While this sounds like an easy and pleasant solution, when we press it, it proves problematic. First of all, we need to think about the final judgement. When it comes down to that grim reality God does not actually separate the sinner from his actions. The sinner goes to hell–not his actions. To be sure, God’s love for the sinner is boundless, but he does not separate the sin from the sinner. Can we? More importantly–do we?

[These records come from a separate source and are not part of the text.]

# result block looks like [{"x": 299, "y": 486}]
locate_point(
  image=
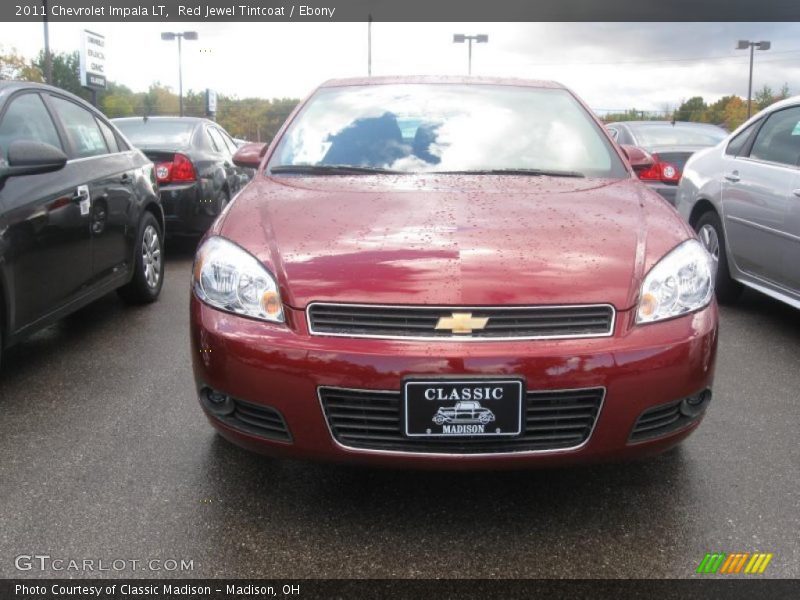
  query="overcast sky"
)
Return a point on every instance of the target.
[{"x": 611, "y": 65}]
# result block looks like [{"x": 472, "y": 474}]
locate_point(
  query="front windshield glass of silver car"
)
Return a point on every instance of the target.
[
  {"x": 156, "y": 132},
  {"x": 446, "y": 128},
  {"x": 666, "y": 134}
]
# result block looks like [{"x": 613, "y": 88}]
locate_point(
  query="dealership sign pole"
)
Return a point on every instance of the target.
[{"x": 93, "y": 62}]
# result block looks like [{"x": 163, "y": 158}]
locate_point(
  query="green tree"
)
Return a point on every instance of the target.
[
  {"x": 716, "y": 112},
  {"x": 734, "y": 113}
]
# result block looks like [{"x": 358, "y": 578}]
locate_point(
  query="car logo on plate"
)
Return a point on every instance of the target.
[
  {"x": 464, "y": 417},
  {"x": 462, "y": 323}
]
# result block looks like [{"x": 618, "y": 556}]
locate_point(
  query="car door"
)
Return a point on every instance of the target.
[
  {"x": 758, "y": 198},
  {"x": 791, "y": 262},
  {"x": 109, "y": 174},
  {"x": 45, "y": 220}
]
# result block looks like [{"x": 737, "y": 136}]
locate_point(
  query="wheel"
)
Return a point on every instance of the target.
[
  {"x": 148, "y": 274},
  {"x": 709, "y": 230}
]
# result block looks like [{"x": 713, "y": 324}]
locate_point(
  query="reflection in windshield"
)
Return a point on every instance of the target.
[
  {"x": 678, "y": 135},
  {"x": 448, "y": 127},
  {"x": 144, "y": 132}
]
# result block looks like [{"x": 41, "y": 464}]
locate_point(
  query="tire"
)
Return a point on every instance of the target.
[
  {"x": 712, "y": 236},
  {"x": 222, "y": 200},
  {"x": 148, "y": 258}
]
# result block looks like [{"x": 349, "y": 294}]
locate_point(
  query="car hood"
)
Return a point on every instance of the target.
[{"x": 454, "y": 240}]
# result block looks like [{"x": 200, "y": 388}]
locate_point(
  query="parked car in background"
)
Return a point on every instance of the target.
[
  {"x": 670, "y": 144},
  {"x": 194, "y": 167},
  {"x": 743, "y": 198},
  {"x": 80, "y": 214},
  {"x": 411, "y": 245}
]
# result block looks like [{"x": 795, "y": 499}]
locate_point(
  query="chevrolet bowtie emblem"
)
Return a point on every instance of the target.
[{"x": 462, "y": 323}]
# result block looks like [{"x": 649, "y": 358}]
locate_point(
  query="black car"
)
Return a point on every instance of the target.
[
  {"x": 80, "y": 214},
  {"x": 194, "y": 167},
  {"x": 670, "y": 143}
]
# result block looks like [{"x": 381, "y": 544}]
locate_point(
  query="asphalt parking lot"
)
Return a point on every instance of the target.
[{"x": 104, "y": 453}]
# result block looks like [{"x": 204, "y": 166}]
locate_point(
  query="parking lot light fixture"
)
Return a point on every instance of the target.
[
  {"x": 460, "y": 38},
  {"x": 168, "y": 36},
  {"x": 744, "y": 45}
]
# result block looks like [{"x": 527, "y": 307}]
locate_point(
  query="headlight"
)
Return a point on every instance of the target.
[
  {"x": 228, "y": 278},
  {"x": 679, "y": 283}
]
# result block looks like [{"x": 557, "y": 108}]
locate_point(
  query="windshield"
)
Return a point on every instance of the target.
[
  {"x": 678, "y": 135},
  {"x": 448, "y": 128},
  {"x": 155, "y": 132}
]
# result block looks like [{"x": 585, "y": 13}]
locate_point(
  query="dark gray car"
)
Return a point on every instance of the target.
[
  {"x": 743, "y": 198},
  {"x": 80, "y": 214},
  {"x": 670, "y": 143}
]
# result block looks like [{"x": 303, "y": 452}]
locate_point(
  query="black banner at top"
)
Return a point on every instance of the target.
[{"x": 400, "y": 10}]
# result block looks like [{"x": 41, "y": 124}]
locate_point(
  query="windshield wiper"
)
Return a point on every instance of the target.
[
  {"x": 531, "y": 172},
  {"x": 329, "y": 170}
]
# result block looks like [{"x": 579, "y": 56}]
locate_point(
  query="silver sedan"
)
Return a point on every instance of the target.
[{"x": 742, "y": 196}]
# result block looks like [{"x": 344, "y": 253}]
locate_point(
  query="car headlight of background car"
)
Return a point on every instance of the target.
[
  {"x": 679, "y": 283},
  {"x": 229, "y": 278}
]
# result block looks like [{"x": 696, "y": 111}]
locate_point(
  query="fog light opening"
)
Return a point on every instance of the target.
[
  {"x": 695, "y": 405},
  {"x": 217, "y": 402}
]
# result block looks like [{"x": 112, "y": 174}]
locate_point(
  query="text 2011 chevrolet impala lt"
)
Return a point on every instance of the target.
[{"x": 451, "y": 273}]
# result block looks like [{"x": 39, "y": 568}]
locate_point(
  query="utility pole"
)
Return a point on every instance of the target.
[
  {"x": 460, "y": 38},
  {"x": 743, "y": 45},
  {"x": 48, "y": 60},
  {"x": 369, "y": 45}
]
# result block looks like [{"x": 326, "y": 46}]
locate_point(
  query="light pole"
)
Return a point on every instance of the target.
[
  {"x": 168, "y": 36},
  {"x": 460, "y": 38},
  {"x": 744, "y": 45}
]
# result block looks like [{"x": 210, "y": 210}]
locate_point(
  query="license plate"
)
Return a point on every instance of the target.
[{"x": 462, "y": 407}]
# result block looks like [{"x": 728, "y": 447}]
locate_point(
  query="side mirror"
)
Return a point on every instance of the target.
[
  {"x": 26, "y": 157},
  {"x": 249, "y": 156},
  {"x": 639, "y": 159}
]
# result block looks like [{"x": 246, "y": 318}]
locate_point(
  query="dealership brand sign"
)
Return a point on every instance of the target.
[{"x": 93, "y": 60}]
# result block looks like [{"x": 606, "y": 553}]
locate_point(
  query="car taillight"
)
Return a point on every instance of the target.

You see, it’s all well and good to “hate the sin and love the sinner” when the sinner is a nice guy like us and we don’t really think his sin is so bad anyway. So, for example, it seems a pleasant thing these days to “Hate the sin but love the sinner” when the sin is fornication and the sinners are our nice niece and her boyfriend who are cohabiting. It is easy enough when the sin is sodomy and the sinners are Ronny and Randy–the “really nice guys” who have moved into the subdivision and serve on the HOA and decorate their home real nice at Christmas like everyone else. It’s easy enough to “hate the sin but love the sinner” when the sinner is the adulterer George who  works in accounting and belongs to the country club and is always good for a round of drinks.

But do you love Adolf Hitler? Stalin or Dr Mengele, Idi Amin? Do you hate the fact that Jeffrey Dahmer or John Wayne Gacy abducted, tortured, raped and murdered boys and young men but you love Jeffrey and J. W Gacy? I don’t think so. No. People like that rightly inspire genuine fear and loathing. We see pictures of these depraved (and probably demon possessed). monsters and we do not love them. At this point the cute little saying, “Hate the sin but love the sinner” kind of breaks down doesn’t it?

So what’s the answer? Do we follow the logic and conclude that we must love the sinner and the sin? This is, in effect, the point the LGBTQ+ activists are making. They say (quite understandably) “Why do you Christians say you love and accept us, but you continue to reject the way we love our partners?” They argue, “How can you say you love me when you reject who I really am? Because I really am gay and I really do love people of my own sex, but you say I am not allowed to do that and I must be straight and marry a person of the other sex or else be celibate for my whole life.or you won’t really accept and love me.”

They have a point.

So do we take the other option? That is “Hate the sin. Hate the sinner”?

Probably not.

Instead we have to see things from the eternal perspective if we can. God loves each and every one of us, he loves as he created us and he loves what we could be. In other words, he sees our created goodness and the greater possible perfection of our redeemed and sanctified state, but he hates how sin has soiled us, spoiled us and made us strange. He hates how his good creation has been twisted and deformed by sin. He hates and loathes what we have become not because he hates us but because he loves us.

Imagine a mother who has brought a beautiful boy into the world, and that beautiful, bright and winsome child grows up to become a fat, lazy, lustful drug addict–living in his mother’s basement watching porn and playing violent video games all day. The mother does not loathe her son. She loves him, but she hates what he has become, and although she loves him and has put up with him and done everything for him that she possibly can–still he chooses to descend into the dark. She hates that.

Eventually she throws him out of the house. Is she wrong to do so? Does this mean she no longer loves him? No. She loves him more than ever, but she also loathes him–loathes what he has become BECAUSE she loves him so much.

I have to confess that I am drawn into this terrible dilemma sometimes as a pastor. Someone will come to talk with me about their problems and they have given themselves over to sin at a very deep level and as they tell their story I am repulsed by them. They may well put on a pleasant, polite exterior, but that only makes them more loathsome in my eyes.

So at that point I pray for help. I realize that I am finding it hard to love this person. I do not, at that point, “hate the sin but love the sinner” In fact I am loathing the sinner not loving the sinner. So I ask for divine assistance to see the wounded child beneath the respectable appearance and beneath the deformations caused by sin. I ask for the grace to love the sinner (who I am inclined to loathe) while at the same time recognizing that I am right to loathe what that person has become.

Finally, I ask for the grace to see another person in the same way. There is another person deformed by sin who I often find loathsome. I need to see that person also as God sees him: a dear child too often enslaved by sin but redeemed by love.

That other person is the man who looks at me from the mirror.